Smoke and flame were belching from her forward, whilst amidships a ragged hole in her side could be seen from which great clouds of steam came out in gasps. She was heeling towards him, and the crew could be seen plainly through glasses, fitting on their life-belts and dragging at the falls of their badly damaged whaler. Rafts were being cast loose, and the deck was strewn with bodies which,even as they watched, commenced to roll slowly down the sloping deck.

‘Not much need to worry about him!’ thought the lieutenant. ‘He’s finished. Time to get on with the next.’

The second destroyer had been attended to by the ship astern, but the third was still coming on, apparently uninjured. She was rapidly altering both course and speed in order to avoid the deadly salvoes and spoil the range-finding.

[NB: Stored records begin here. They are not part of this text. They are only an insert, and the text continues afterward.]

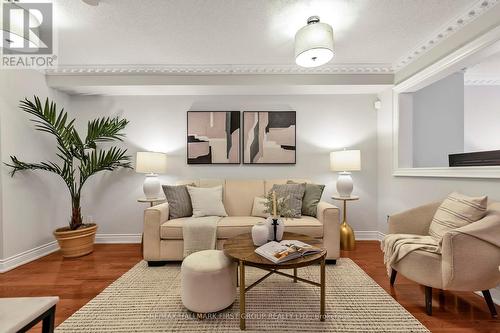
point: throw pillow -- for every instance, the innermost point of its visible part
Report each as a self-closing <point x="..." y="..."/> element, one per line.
<point x="259" y="207"/>
<point x="312" y="196"/>
<point x="294" y="192"/>
<point x="207" y="201"/>
<point x="179" y="201"/>
<point x="456" y="211"/>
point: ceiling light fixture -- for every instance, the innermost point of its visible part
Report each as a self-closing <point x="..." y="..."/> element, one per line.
<point x="314" y="43"/>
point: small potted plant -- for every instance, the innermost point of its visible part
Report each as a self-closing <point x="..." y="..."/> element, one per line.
<point x="79" y="159"/>
<point x="277" y="207"/>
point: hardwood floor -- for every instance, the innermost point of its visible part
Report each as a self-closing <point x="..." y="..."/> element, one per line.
<point x="77" y="281"/>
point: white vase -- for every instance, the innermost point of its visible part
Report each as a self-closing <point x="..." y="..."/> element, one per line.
<point x="260" y="232"/>
<point x="280" y="229"/>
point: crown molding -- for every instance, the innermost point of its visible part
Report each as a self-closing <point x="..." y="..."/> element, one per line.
<point x="453" y="26"/>
<point x="218" y="69"/>
<point x="482" y="81"/>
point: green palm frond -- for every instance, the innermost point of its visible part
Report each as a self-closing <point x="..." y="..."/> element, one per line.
<point x="105" y="129"/>
<point x="73" y="150"/>
<point x="50" y="121"/>
<point x="45" y="166"/>
<point x="101" y="160"/>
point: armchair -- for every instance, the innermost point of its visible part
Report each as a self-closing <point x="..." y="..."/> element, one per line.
<point x="466" y="263"/>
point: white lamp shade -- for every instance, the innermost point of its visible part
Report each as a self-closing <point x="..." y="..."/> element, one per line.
<point x="314" y="45"/>
<point x="151" y="162"/>
<point x="345" y="160"/>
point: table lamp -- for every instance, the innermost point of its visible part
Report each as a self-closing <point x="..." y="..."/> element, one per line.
<point x="151" y="164"/>
<point x="345" y="161"/>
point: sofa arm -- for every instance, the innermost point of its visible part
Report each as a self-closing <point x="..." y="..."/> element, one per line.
<point x="415" y="221"/>
<point x="329" y="216"/>
<point x="470" y="263"/>
<point x="154" y="217"/>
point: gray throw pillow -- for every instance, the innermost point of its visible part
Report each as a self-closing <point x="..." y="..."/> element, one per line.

‘Oh, that’s your game,’ said the officer. ‘We’ll see what we can do for you.’ Speaking down the voice-pipe again, he shouted: ‘Object shifted. Third destroyer from left. Range 8500. Same deflection and rate! Salvoes! Shoot!’

All-overs was reported by the spotter.

‘Down 400. Shoot!’

‘One hit, others short!’ shouted the spotter.

‘Up 200. Shoot!’

There was no need to listen to the spotter this time. The middle of the destroyer rose in the air and then burst asunder. With a roar, she broke in halves, and bow and stem were elevated skyward until she assumed the shape of the letter V. Almost instantaneously she disappeared. As she did so, she went straight downwards as if plucked under by a gigantic hand. The fourth destroyer put her helm hard over and turned sixteen points. She had been hit once by the ship astern and had evidently had enough.

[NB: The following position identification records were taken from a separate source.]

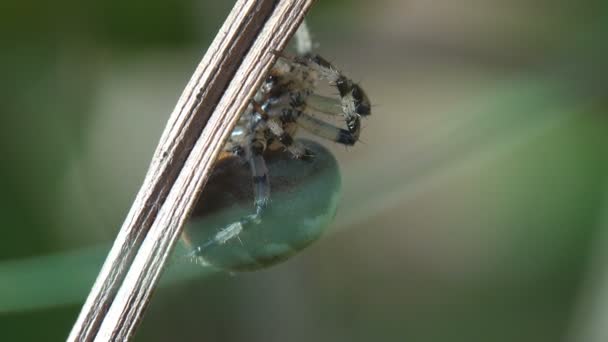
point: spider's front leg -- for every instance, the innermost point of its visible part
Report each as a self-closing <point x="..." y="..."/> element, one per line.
<point x="254" y="153"/>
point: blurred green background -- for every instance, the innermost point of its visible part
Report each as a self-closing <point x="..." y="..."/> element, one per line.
<point x="475" y="209"/>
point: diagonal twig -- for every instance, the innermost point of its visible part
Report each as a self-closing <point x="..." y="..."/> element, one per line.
<point x="230" y="72"/>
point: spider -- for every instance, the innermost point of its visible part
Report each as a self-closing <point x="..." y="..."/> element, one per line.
<point x="286" y="102"/>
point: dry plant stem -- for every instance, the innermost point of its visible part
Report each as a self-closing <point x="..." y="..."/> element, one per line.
<point x="232" y="69"/>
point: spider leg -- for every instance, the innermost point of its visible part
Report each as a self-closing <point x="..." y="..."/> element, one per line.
<point x="295" y="148"/>
<point x="254" y="149"/>
<point x="328" y="131"/>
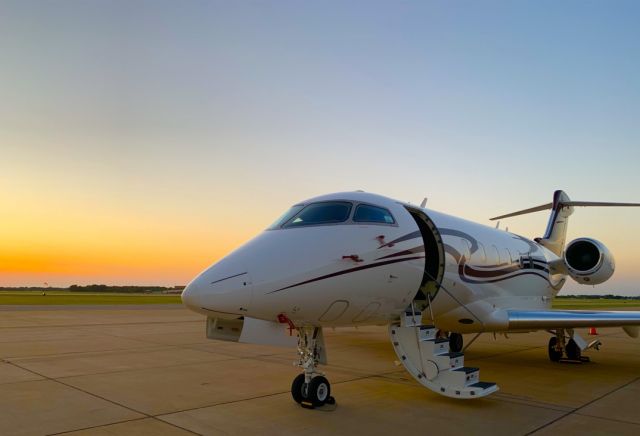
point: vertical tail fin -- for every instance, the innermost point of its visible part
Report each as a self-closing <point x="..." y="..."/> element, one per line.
<point x="556" y="233"/>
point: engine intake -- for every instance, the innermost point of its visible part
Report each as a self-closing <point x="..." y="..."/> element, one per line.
<point x="588" y="261"/>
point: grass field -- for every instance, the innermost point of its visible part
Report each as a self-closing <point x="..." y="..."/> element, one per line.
<point x="589" y="303"/>
<point x="62" y="298"/>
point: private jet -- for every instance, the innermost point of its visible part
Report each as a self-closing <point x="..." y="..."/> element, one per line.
<point x="357" y="258"/>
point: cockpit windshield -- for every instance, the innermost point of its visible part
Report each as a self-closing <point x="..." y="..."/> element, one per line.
<point x="286" y="216"/>
<point x="329" y="212"/>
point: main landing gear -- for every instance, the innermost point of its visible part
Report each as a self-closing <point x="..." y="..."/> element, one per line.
<point x="569" y="344"/>
<point x="456" y="341"/>
<point x="311" y="389"/>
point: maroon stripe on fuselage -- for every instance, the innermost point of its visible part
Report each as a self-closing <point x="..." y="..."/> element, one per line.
<point x="404" y="253"/>
<point x="406" y="237"/>
<point x="347" y="271"/>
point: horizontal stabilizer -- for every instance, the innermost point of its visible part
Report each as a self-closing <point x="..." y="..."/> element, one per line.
<point x="563" y="204"/>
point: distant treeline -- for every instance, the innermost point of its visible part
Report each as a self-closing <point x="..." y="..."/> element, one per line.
<point x="99" y="288"/>
<point x="600" y="297"/>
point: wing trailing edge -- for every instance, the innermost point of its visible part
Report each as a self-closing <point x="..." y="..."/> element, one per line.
<point x="550" y="319"/>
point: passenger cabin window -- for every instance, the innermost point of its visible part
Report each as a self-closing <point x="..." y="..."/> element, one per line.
<point x="329" y="212"/>
<point x="372" y="214"/>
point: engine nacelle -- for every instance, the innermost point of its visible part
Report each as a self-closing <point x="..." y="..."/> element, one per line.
<point x="588" y="261"/>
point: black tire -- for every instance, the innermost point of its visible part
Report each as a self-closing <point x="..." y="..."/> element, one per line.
<point x="319" y="391"/>
<point x="572" y="350"/>
<point x="554" y="354"/>
<point x="456" y="342"/>
<point x="298" y="389"/>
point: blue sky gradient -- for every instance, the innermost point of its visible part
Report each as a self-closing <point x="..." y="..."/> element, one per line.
<point x="206" y="112"/>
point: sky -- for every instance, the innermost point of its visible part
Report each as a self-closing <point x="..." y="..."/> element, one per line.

The lieutenant chuckled. ‘Gave Fritz what-for that time! Guess our destroyers could have done better than that!

‘Cease firing!’

For the time being, the destroyer attack had been foiled, but others were sure to come, and, smothered in spray, the men on the top kept anxiously on the alert. As they looked ahead, they saw first one, then another, then several separate clouds of smoke on the horizon. The German battle-cruisers were heading straight for them, and the meaning of that was all too plain. Evidently these distant vessels were the German High Seas Fleet. The range of the German battle-cruisers was rapidly getting less, and it was possible to start shooting at them with the secondary armament with a fair chance of hitting.

The lieutenant began to give his orders again, after asking permission from the captain. And, busy and capable as he was professionally, another part of his brain was speaking to his inner consciousness. ‘This isDer Tagat last. Thank heaven we’re in it. Verdun must have been a failure. Where is Jellicoe? Wecan’t take on all these beggars by ourselves! Wonder how long Beatty is going to carry on! Their guns are badly rattled: they haven’t hit us a fair smack for over an hour.’

The rapidly advancing High Seas Fleet was approaching the parallel lines of fighting battle-cruisers. Still Beatty held on! But the lieutenant had no doubts in his own mind. ‘Jellicoe can’t be far away, and we are going to hold them until he comes up. May it be soon!’

Still the battle-cruisers held on, while the German battleships commenced firing at long ranges.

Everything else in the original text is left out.